If we think about the two system thinking, from Thinking Fast and Slow, where System One is fast automatic and stereotypical thinking, and System Two is slow learning and thinking things through carefully, right now we have a good proxy for System Two in the LLMs, but have no standard System One for computers. Regardless if this project works out, we should think about that paradigm and how to build a System One for computers since that is clearly what is missing right now. If you had to relearn how to drive a car every time you went to the grocery store (learning is associated with System Two), you’d get in a lot more accidents. Think about how scary it was to learn to drive in the first place and how effortless it becomes after only a few short hours (In my home state it only takes 60 hours to get a driver’s license once you have the learners permit).

I suspect that what happens to make human learning so efficient is not that silicon neural networks are tremendously less efficient at learning a task from zero than the chemical brain (though there definitely is an argument for this cause the brain does fundamentally different math to achieve it results), but the brain has this way of composing meta-skills together at higher and higher levels of abstraction that we have largely ignored. When a person goes to learn to drive a car they are thinking about the wheel and the clutch and the brakes as different objects and so they are pretty poor to start off with, but since they learn them individually and combine them as a meta-skill they can learn the entire system faster than a neural network which combines the system.

Skill Recall

I think the final missing piece to our automated skill acquisition system is how can we efficiently store and search through all of the skills that we generate, we talked a little bit about sorting them by their usage, which is good, but where is the code stored? how are we going to label each command? I think you just use a Postgres DB that stores five columns, the first column is the python code that makes up the skill. The second column is the id’s of the other skills that are called by this skill. The third column is the Elo ranking of the skill. The fourth column is a list of words that describe the skill. The fifth column is the location in the code base where the python code exists. With that information I think that you could build a reliable skill acquisition and retrieval system assuming that you use something like libCST for the code transformations.

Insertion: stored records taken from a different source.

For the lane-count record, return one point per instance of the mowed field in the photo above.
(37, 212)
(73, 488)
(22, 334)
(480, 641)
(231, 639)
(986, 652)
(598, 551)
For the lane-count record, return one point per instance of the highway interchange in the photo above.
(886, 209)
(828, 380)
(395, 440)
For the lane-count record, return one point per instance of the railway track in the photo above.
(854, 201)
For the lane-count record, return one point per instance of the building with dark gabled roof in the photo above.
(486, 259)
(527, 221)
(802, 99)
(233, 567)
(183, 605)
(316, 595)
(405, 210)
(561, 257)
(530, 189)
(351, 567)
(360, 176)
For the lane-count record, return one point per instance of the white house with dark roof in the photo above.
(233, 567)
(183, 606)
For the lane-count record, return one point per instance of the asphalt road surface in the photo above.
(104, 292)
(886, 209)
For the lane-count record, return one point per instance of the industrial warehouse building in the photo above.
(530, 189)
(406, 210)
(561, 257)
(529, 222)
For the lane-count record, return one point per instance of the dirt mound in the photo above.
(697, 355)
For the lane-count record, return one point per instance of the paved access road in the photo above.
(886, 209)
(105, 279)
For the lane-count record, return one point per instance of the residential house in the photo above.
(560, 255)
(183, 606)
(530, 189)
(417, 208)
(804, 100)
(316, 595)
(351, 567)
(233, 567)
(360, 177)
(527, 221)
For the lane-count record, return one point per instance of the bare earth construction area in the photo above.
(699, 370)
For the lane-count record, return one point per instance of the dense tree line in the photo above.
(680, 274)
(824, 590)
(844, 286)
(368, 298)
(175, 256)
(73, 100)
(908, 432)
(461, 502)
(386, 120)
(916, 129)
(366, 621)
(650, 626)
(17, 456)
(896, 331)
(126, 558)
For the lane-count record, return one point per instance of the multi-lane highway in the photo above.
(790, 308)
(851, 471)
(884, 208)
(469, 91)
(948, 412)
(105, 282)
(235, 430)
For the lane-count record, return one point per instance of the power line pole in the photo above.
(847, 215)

When making a meta-skill you’d also need to recursively look at the sub-skills’ descriptions to make a new description, probably including information about when the user wanted to use the skill and for what reason (this can be a guess at first and refined over subsequent usage of the skill). You’d probably want to include information about what site a skill is used for, when the last usage was, etc. to make searching and sorting easier, so for example getting all of the skills related to Papa John’s would be easier, but maybe that’s just in the description.

Conclusion

What I am arguing for is not another layer of SaaS middleware, not another “Integrator” who sits between me and the machine, but a rethinking of how computers should respond to people. We don’t need AI that mimics the bureaucracy of a Software Department, we need AI that listens closely enough to our revealed behavior to translate it directly into tools. Every click, every REST call, every repetitive sequence of steps we take online is a blueprint for automation. If those patterns could be turned into skills that are composable, searchable, and personalized we would finally have a system that empowers the end user instead of locking them in.

The Everything CLI is not about chasing yet another platform war between OpenAI, Anthropic, Microsoft, or AWS. It’s about building the missing System One for computers, the fast, automatic layer that captures what we already know how to do and makes it available to us as code. If we succeed, the role of the “Software Integrator” disappears, because every person becomes their own integrator. Work starts to feel less like drudgery and more like play, and we stop asking permission from central authorities to make our own tools. That is the real promise of AI—not endless subscriptions, but freedom.